In other collaboration news, HPE plans to adopt AMD’s new Helios rack-scale architecture and integrate a custom Juniper switch for high-bandwidth Ethernet connectivity. Micron, meanwhile, is steering even harder into the enterprise AI wave, exiting the consumer memory market to prioritize large data center customers.
And in outage news, Cloudflare reported additional dashboard and API issues just weeks after its major outage—fueling ongoing debates about hyperscale resilience.
Global Investment and Policy
India is becoming the latest AI super-magnet, attracting massive hyperscaler investments. Amazon has committed $35 billion to its Indian operations over the next four years—including $7 billion for data centers in Hyderabad—while Microsoft announced it’s planning a $17.5 billion AI infrastructure investment by 2030. Microsoft is also continuing its European expansion, confirming a new Denmark data center region slated for 2026.

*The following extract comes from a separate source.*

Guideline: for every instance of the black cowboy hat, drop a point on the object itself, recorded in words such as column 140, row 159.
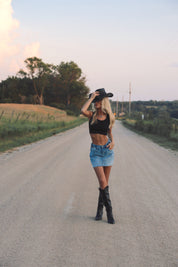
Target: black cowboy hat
column 102, row 95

Global chip policy brought its own complications. According to Bloomberg, U.S. lawmakers have rejected the GAIN AI Act, a proposed export-control bill that chipmakers like Nvidia opposed. And in a related update, President Trump will now allow Nvidia’s H200 GPUs to be sold to “approved customers” in China – provided they pay a hefty 25% export tax.
Power Moves and Energy Updates
In energy-related news, NextEra Energy is making headlines on several fronts. First, it announced a partnership with Google on multiple gigawatt-scale campuses while outlining plans to deliver 15GW of new data center power by 2035. Then, ExxonMobil has also revealed it’s teaming up with the energy company to build a 1.2GW natural gas plant with carbon capture tech aimed at hyperscale buyers. Lastly, Meta signed 2.5GW worth of PPAs and storage agreements with NextEra.
Meanwhile, Georgia Power proposed a $16 billion, 10GW power generation buildout directly aimed at supporting data centers. If approved, it would be one of the largest generation expansions in the state's history.
Geothermal startup Fervo Energy has raised $432 million, with backing from Google, to accelerate construction of its Cape Station project in Utah, which aims to become the world’s largest enhanced geothermal facility by the end of the decade.
Lastly, 200 environmental groups are calling for a moratorium on new U.S. data centers over concerns about unprecedented water and energy use.
Local U.S. Buildouts
Local-level development announcements are also making headlines. Google’s new $2 billion data center in Fort Wayne, Indiana, is now officially operational, fueling services like Maps and Gemini AI. In Texas, a $10 billion, 1GW Lacy Lakeview campus has won city approval—though local resistance is already bubbling up. Vantage has also broken ground on its 1.4GW Texas data center campus, which is set to host hardware for OpenAI.
Meanwhile, Microsoft announced a new East US 3 cloud region coming to Atlanta in 2027 and Amazon reportedly backed out of Arizona’s ‘Project Blue’ data center campus following a change in cooling plans from water to air. Meta may now become the lead tenant, according to KJZZ.
Next-Gen: Orbital Milestone and Cooling Startups
Finally, on the R&D front, Starcloud, backed by Nvidia, has now run the first LLM inference on an H100 GPU in orbit, marking a milestone in the emerging “orbital data center” race.
Cooling startups have been busy too. Corintis raised $25 million for its in-chip microfluidic cooling with butterfly-wing-inspired coolant channels. And if you prefer your innovation a little colder, Nostromo launched an “ice battery” that can supposedly shift up to 40% of cooling load to off-peak hours—something utilities would surely appreciate. At the same time, new research from Johns Hopkins suggests brain-like architectures could significantly reduce compute footprints.
That wraps up this week’s roundup—there’ll be plenty more to watch in the weeks ahead.